Tuning kits for cars? waterblocks for gpus? D-brand decals for consoles etc? all of those are addition to "improve" or customize or, dare I say it, "modify" the original product they did not make.
If a game runs poorly and the devs dont give a crap to fix it, and you would put in months of sifting through the code to come up with a patch that fixes it, are not not allowed, in your opinion, to ask money for that end product?
If a piece of software lacks all kinds of integrated then many people so desperately want and you put in the effort of adding that integration, you are not allowed to ask for money for that work?
If a company refuses to release new drivers for an older product with the mindset of "just buy our newer products" and someone puts in the efforts of making those drivers so people can use their product for longer, again, better not ask anything for that effort yo!?

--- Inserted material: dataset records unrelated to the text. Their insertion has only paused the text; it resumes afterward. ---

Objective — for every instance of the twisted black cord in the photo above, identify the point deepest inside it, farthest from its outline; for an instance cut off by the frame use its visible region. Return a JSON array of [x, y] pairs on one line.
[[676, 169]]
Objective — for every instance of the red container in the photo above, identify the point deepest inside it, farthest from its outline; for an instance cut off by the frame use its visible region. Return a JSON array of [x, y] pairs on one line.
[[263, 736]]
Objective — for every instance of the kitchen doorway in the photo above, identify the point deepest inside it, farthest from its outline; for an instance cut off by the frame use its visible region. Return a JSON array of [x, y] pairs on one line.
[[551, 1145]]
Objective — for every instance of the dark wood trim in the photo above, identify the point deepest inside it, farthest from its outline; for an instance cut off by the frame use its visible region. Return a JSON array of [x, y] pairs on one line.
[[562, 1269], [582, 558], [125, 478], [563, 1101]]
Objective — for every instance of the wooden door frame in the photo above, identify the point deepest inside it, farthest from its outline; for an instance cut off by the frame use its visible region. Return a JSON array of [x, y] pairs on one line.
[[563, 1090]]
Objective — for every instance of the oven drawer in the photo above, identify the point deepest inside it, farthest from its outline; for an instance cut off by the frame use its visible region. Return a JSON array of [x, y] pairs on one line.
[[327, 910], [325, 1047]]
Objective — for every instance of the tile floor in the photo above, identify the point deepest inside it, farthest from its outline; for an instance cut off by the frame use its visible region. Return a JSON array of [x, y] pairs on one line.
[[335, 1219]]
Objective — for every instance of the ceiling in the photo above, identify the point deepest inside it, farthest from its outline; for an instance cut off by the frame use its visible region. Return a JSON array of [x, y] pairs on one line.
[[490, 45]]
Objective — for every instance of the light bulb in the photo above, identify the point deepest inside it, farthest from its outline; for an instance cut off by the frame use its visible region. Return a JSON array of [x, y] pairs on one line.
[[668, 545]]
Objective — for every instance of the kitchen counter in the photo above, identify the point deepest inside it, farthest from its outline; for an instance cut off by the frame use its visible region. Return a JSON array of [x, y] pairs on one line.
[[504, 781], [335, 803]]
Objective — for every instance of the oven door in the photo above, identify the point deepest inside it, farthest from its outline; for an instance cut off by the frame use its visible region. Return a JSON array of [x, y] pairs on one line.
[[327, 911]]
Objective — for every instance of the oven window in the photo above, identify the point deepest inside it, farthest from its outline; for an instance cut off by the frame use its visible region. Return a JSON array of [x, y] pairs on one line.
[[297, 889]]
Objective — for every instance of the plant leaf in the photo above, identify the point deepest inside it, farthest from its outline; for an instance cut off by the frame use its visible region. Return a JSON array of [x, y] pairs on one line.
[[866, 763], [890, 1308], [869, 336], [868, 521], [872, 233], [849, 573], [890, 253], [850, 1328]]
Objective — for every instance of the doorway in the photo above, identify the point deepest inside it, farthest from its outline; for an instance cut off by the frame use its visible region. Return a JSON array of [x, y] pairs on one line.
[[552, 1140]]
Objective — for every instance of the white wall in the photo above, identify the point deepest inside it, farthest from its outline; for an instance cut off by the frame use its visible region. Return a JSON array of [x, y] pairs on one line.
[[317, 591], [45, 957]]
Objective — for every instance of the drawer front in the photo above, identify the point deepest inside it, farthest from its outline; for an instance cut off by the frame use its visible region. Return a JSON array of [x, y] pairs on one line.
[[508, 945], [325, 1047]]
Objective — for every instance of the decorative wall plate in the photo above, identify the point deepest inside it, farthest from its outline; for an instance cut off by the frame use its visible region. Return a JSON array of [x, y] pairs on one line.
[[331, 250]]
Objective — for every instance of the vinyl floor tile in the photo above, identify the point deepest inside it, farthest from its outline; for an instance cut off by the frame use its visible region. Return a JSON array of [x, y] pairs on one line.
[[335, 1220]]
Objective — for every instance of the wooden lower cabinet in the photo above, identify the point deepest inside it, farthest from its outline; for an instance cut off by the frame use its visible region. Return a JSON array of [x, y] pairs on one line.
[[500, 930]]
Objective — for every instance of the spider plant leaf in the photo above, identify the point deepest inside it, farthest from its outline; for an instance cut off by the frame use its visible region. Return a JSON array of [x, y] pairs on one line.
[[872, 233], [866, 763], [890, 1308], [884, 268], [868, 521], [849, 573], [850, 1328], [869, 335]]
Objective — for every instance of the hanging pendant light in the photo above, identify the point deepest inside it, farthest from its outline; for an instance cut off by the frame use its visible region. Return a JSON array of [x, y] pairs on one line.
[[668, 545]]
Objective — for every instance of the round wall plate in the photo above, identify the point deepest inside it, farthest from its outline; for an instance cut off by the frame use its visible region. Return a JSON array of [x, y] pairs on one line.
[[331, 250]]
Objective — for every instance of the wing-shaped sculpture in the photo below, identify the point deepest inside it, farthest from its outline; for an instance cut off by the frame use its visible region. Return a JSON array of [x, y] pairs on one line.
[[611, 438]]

If someone asks you to install a boiler for them, its obvious you are going to ask money for that time and effort despite the fact that you did not design the boiler, build the boiler, have anything to do with running that business, you are also feeding off of someone elses work, if they did not make the boiler, you would have no job installing it and what about the roads we need to drive over to get to the house with the boiler, that is someone elses work as well.
hell, voice actors in germany rely entirely on other peoples work so they can provide a german narration for the audience.
If someone asks you to make a mod to make a piece of software work, better do that crap for free yo..... well and fingers crossed that someone throws you a dime on patreon or so I guess, seems fair.
Simple answer: no.
It corrupts everything modding stands for. Principles matter. Without principles you are lost.